Strasbourg : 6 suspects mis en examen après les agressions de pompiers au Nouvel An


Illustration. (image Clément Lanot)

Six individus ont été interpellés et placés en garde à vue mardi, dans le cadre d’une enquête sur des violences commises lors d’un véritable guet-apens contre les pompiers, durant la nuit du Nouvel An à Strasbourg. Ils ont été mis en examen ce jeudi.


Ces mises en examen interviennent au terme d’une minutieuse enquête des policiers de « la cellule Nouvel An » de la sûreté départementale du Bas-Rhin. Il s’agit d’une « task force » spécialement dédiée à la traque des émeutiers qui avaient commis des violences ou des dégradations le soir du Réveillon avec, entre autres, quelque 220 voitures incendiées.

Un mandat de dépôt requis

Les six suspects – quatre mineurs dont une adolescente, âgés de 15 à 17 ans, et deux majeurs de 18 ans – sont notamment poursuivis pour « dégradation par moyen dangereux d’un objet en raison de la qualité de sapeur-pompier de son utilisateur », « violences avec arme », « guet-apens sur des sapeurs-pompiers » et « entrave à la circulation ».

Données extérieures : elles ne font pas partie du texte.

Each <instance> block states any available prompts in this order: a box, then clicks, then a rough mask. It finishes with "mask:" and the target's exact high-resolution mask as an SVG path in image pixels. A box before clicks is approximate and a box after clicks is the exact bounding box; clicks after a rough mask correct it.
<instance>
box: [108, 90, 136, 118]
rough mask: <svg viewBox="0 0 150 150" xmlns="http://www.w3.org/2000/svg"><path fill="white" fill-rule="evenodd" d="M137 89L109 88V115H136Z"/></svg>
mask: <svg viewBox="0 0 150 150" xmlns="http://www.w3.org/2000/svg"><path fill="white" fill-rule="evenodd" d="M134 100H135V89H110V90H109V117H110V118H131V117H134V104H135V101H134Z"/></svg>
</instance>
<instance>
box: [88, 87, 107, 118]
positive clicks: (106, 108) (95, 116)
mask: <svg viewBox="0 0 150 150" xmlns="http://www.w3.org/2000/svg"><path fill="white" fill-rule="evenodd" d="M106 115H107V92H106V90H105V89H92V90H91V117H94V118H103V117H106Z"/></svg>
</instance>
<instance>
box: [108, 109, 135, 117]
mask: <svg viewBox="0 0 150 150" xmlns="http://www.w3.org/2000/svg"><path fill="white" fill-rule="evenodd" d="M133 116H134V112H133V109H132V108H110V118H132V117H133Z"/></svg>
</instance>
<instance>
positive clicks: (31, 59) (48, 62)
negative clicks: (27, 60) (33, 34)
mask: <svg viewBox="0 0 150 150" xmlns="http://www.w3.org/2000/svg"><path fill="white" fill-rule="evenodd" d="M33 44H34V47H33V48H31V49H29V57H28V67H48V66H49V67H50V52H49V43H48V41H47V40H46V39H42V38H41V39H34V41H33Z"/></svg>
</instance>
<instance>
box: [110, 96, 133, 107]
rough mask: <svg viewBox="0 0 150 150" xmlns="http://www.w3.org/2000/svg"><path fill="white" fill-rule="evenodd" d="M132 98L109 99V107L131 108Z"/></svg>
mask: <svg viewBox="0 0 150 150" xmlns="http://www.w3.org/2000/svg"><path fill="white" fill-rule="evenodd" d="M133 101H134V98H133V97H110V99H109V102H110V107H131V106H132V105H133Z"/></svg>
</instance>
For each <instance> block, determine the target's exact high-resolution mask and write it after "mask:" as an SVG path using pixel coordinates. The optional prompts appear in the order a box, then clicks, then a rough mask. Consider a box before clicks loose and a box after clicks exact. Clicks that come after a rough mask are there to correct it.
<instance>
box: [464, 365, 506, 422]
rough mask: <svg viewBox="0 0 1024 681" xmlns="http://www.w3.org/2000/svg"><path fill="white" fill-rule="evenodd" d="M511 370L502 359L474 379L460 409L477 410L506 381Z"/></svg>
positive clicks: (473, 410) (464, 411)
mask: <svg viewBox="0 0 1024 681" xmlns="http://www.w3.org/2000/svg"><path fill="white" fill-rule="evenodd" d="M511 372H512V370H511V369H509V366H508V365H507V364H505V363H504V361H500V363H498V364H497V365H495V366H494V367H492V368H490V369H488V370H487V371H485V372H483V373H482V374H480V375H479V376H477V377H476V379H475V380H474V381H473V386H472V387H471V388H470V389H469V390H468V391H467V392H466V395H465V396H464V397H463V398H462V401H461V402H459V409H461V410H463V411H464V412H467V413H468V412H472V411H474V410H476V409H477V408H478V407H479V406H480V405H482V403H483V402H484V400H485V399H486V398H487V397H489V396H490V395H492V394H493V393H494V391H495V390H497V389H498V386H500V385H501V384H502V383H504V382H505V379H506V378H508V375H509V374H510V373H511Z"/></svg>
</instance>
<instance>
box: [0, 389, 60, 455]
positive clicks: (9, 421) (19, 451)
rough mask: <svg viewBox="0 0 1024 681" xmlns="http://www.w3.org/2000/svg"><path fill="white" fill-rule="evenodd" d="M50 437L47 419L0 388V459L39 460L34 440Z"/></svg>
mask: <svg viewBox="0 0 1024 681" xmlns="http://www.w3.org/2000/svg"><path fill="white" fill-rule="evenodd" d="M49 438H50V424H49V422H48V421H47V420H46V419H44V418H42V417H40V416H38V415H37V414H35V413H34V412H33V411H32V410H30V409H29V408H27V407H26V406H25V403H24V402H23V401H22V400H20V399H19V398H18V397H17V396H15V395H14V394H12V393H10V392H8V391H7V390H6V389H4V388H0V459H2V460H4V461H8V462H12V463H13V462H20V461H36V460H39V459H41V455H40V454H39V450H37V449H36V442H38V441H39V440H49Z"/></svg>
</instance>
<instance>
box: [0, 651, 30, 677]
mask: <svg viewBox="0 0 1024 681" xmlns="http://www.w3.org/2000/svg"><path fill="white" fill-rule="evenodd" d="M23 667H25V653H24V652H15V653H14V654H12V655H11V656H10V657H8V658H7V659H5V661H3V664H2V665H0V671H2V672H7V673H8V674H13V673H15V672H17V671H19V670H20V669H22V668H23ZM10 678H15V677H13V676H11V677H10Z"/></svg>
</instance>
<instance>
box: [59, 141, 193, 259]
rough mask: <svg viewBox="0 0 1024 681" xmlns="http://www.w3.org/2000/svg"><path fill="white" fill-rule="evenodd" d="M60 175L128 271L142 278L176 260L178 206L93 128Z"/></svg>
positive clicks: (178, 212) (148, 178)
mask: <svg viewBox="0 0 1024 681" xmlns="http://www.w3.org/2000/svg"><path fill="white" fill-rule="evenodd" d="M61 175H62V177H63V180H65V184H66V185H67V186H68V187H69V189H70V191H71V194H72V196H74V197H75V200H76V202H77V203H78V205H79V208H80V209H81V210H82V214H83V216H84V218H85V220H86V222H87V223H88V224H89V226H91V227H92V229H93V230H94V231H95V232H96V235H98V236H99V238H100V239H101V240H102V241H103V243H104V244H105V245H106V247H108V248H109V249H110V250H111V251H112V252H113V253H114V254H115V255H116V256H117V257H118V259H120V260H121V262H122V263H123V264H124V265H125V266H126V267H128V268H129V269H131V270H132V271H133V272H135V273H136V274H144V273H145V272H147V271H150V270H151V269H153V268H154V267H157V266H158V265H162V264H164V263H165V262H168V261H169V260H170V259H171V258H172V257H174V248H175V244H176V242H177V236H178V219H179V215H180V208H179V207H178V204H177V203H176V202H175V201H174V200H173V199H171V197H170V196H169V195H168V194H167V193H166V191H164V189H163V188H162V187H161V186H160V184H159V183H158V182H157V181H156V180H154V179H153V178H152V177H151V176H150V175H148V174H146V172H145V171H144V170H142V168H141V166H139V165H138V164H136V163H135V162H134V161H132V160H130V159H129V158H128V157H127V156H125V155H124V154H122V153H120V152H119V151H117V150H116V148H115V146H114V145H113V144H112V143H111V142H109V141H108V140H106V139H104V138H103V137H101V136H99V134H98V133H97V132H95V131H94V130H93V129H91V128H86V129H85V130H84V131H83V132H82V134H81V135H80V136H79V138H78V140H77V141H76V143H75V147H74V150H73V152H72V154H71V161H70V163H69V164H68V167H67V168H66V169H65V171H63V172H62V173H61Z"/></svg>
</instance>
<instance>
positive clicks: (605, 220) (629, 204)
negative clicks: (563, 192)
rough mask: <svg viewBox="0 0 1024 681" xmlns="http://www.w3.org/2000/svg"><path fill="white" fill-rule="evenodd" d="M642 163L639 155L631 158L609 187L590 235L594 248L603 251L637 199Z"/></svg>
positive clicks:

Le parquet a requis leur placement sous mandat de dépôt après avoir déclaré que « globalement, ils légitiment les violences contre les pompiers, en représailles à un de leur véhicule qui avait renversé un jeune du quartier un peu plus tôt sans s’arrêter ». La décision du Juge des libertes et de la détention (JLD) était attendue dans la soirée de jeudi.

Tirs de mortiers, barres de fer et jets de pierres

Cette nuit-là, les émeutiers avaient tendu un piège aux pompiers dans ce quartier de l’ouest de la ville.


Les secours avaient été poussés à y intervenir et accueillis par des jets de pierres et des tirs de mortiers. L’un de leurs camions avait été assailli par des individus qui frappaient dessus à coups de barres de fer.

Deux pompiers blessés, des « agressions violentes sans précédent »

Un projectile avait blessé le conducteur du camion au visage et avait ensuite fait un trou dans le casque de son copilote, lui occasionnant une commotion cérébrale et une brève perte de connaissance, relate Les Dernières Nouvelles d’Alsace. Des assaillants, dont vraisemblablement les six suspects, avaient aussi commis des dégradations sur un bâtiment abritant un établissement psychiatrique.

Les investigations, notamment le recoupement de leurs auditions, ont permis aux policiers « de les mettre en cause » pour les exactions commises dans le quartier Cronenbourg le 31 décembre, afin qu’ils soient « présentés au parquet », a indiqué la Directrice départementale de la sécurité publique (DDSP), Annie Bregal, rapporte Le Parisien.

Au moment de faire le bilan de cette nuit de la Saint-Sylvestre, le service départemental d’incendie et de secours (SDIS) avait dénoncé des « agressions violentes sans précédent » et de « véritables guet-apens ».

Des mois d’enquête

Les interpellations de mardi sont intervenues au terme de « plusieurs mois d’investigations » menées en collaboration avec la brigade anticriminalité (BAC) et les brigades de terrain de la DDSP. Les enquêteurs ont notamment dû visionner attentivement des « centaines d’heures » d’enregistrements de la vidéosurveillance urbaine.

Au total, les policiers ont procédé à 93 interpellations pour les violences commises le 31 décembre. 56 de ces suspects ont été identifiés et arrêtés par la « cellule Nouvel An ». Quarante avaient été interpellés le soir même du Réveillon, indique la patronne de la sécurité publique.